What measurable results have you seen since the migration in terms of cost, retention, or performance?

We reduced costs by more than 50%, even while sending more telemetry due to other migrations happening in the company.

We restored our log and trace retention from 7 days back to 30 days.

We also had enough headroom in our budget to comfortably use additional features in Grafana Cloud, such as Frontend Observability for real user monitoring, Grafana Cloud IRM for incident management, and synthetic monitoring, while still paying significantly less than we did with Datadog.

In summary, we scaled up our usage – in terms of both data size and software stack – while reducing costs dramatically.

You’ve now achieved full-stack observability across metrics, logs, and traces. How has this visibility changed how your teams work day to day?

A lot of people already knew how Grafana dashboards worked, so we created templates to standardize dashboards across teams. That helped a lot.

Engineers now feel confident pushing telemetry to Grafana without worrying about costs. They can log almost anything as well as send metrics and traces freely. Because of that, Grafana has become much more useful to us.

The data being interconnected and correlated helped us catch issues much earlier. We reduced our mean time to resolve by around 50%.

Tell me about your experience using Adaptive Telemetry. What difference has it made in reducing overhead and helping your team move faster?

Adaptive Telemetry helped us optimize costs without constantly waiting for engineers to fix instrumentation.

For example, Adaptive Metrics allowed us to aggregate collector IDs and other labels that we needed for the single-writer principle in Prometheus. Normally those labels would’ve increased cardinality and cost, but Adaptive Metrics aggregated them away. Engineers are now much less worried about cardinality.

Adaptive Tracing allowed us to shift trace sampling policies left. Instead of having a centralized policy, we gave teams direct access to set their own sampling policies. That allowed us to control costs while keeping engineers fully in the loop.

Overall, Adaptive Telemetry has helped keep costs under control while giving the teams more freedom and visibility.

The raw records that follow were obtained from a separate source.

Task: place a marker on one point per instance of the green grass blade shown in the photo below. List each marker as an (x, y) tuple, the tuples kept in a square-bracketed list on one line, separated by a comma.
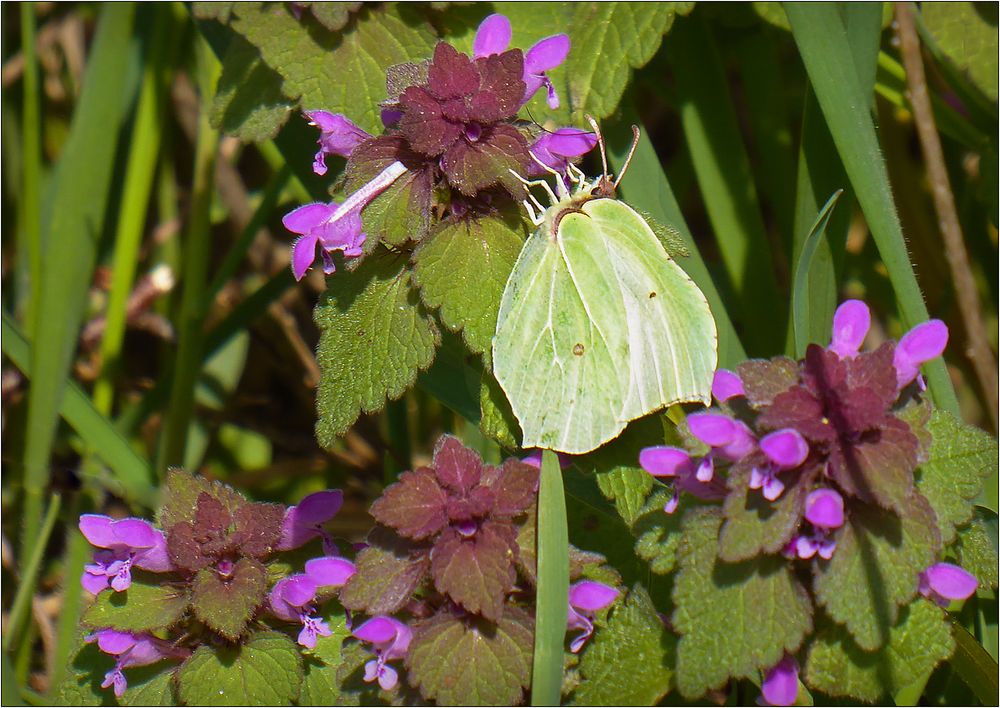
[(722, 169), (823, 44), (197, 251), (552, 599), (646, 188), (975, 666), (800, 296), (31, 160), (143, 150), (71, 226), (132, 474), (29, 576)]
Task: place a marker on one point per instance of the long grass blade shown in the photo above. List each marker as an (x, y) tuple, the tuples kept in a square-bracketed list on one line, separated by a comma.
[(72, 225), (29, 576), (800, 298), (823, 44), (132, 474), (722, 169), (552, 599)]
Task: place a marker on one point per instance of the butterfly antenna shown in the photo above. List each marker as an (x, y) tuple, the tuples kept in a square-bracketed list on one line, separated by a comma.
[(631, 152), (600, 144)]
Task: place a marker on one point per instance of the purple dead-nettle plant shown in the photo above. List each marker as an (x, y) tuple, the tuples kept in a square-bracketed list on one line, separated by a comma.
[(451, 140), (586, 598), (122, 544), (390, 639)]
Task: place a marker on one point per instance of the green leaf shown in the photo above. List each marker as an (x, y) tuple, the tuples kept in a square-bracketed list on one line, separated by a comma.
[(976, 549), (967, 33), (634, 636), (227, 605), (307, 56), (151, 686), (497, 420), (248, 101), (960, 459), (266, 670), (462, 268), (917, 643), (875, 567), (754, 525), (551, 584), (143, 607), (658, 534), (319, 679), (472, 662), (376, 336), (389, 570), (734, 618)]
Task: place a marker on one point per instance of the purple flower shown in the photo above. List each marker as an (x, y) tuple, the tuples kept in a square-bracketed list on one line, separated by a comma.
[(729, 439), (554, 149), (784, 449), (123, 543), (131, 650), (673, 462), (338, 136), (390, 639), (944, 582), (493, 37), (304, 522), (292, 598), (586, 598), (850, 326), (921, 344), (334, 227), (825, 511), (781, 683), (726, 385)]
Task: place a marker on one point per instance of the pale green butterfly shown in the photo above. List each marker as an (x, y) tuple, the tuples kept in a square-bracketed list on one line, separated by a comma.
[(597, 325)]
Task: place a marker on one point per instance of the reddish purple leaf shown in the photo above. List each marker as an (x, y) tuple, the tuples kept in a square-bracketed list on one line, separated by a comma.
[(476, 572), (415, 505), (458, 468)]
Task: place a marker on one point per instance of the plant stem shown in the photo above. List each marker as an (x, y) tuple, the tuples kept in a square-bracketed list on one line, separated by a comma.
[(978, 352)]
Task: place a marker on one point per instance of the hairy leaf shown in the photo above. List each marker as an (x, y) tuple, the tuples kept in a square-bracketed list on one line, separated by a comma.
[(143, 607), (472, 662), (960, 459), (375, 337), (248, 102), (308, 56), (476, 572), (265, 670), (734, 619), (875, 567), (633, 636), (227, 604), (919, 641), (388, 572), (462, 268)]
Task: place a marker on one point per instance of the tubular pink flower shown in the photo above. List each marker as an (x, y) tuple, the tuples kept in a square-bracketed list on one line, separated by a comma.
[(390, 639), (850, 327), (586, 598), (781, 683), (726, 385), (921, 344), (338, 136), (944, 582), (123, 544)]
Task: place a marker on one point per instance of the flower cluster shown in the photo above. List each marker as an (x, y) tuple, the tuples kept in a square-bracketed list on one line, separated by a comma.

Can you share how building a joint success plan with Grafana Labs has helped you tie your observability goals to broader business outcomes?

Grafana’s team, especially the Observability Architects, helped us immensely. They worked with us to lay out our roadmap for observability, and following that roadmap allowed us to complete the migration quickly.

Shortly afterward, we were able to deliver major improvements like incident management, synthetic monitoring, and SLOs. The support has been excellent. Any time we faced an issue, we opened a ticket and the team helped us right away.

What’s next for Property Finder’s observability journey? Are there any areas or technologies you’re excited to explore next?

Grafana has been releasing a lot of impressive new features and we want to try many of them.

We already rolled out monitoring with Grafana Assistant. It has reduced support requests significantly because engineers can just ask the assistant how to write dashboards or alerts. It has been amazing so far.

Next on our roadmap is load testing with Grafana Cloud k6. We can reuse our existing synthetic monitoring scripts for load testing, and we’re very excited about that.

At this point, I don’t have anything else to add except that the Grafana team has been extremely helpful. I’m grateful to have worked with them.

Anything else you’d like to add?

At this point, I don’t have anything else to add except that the Grafana team has been extremely helpful. I’m grateful to have worked with them.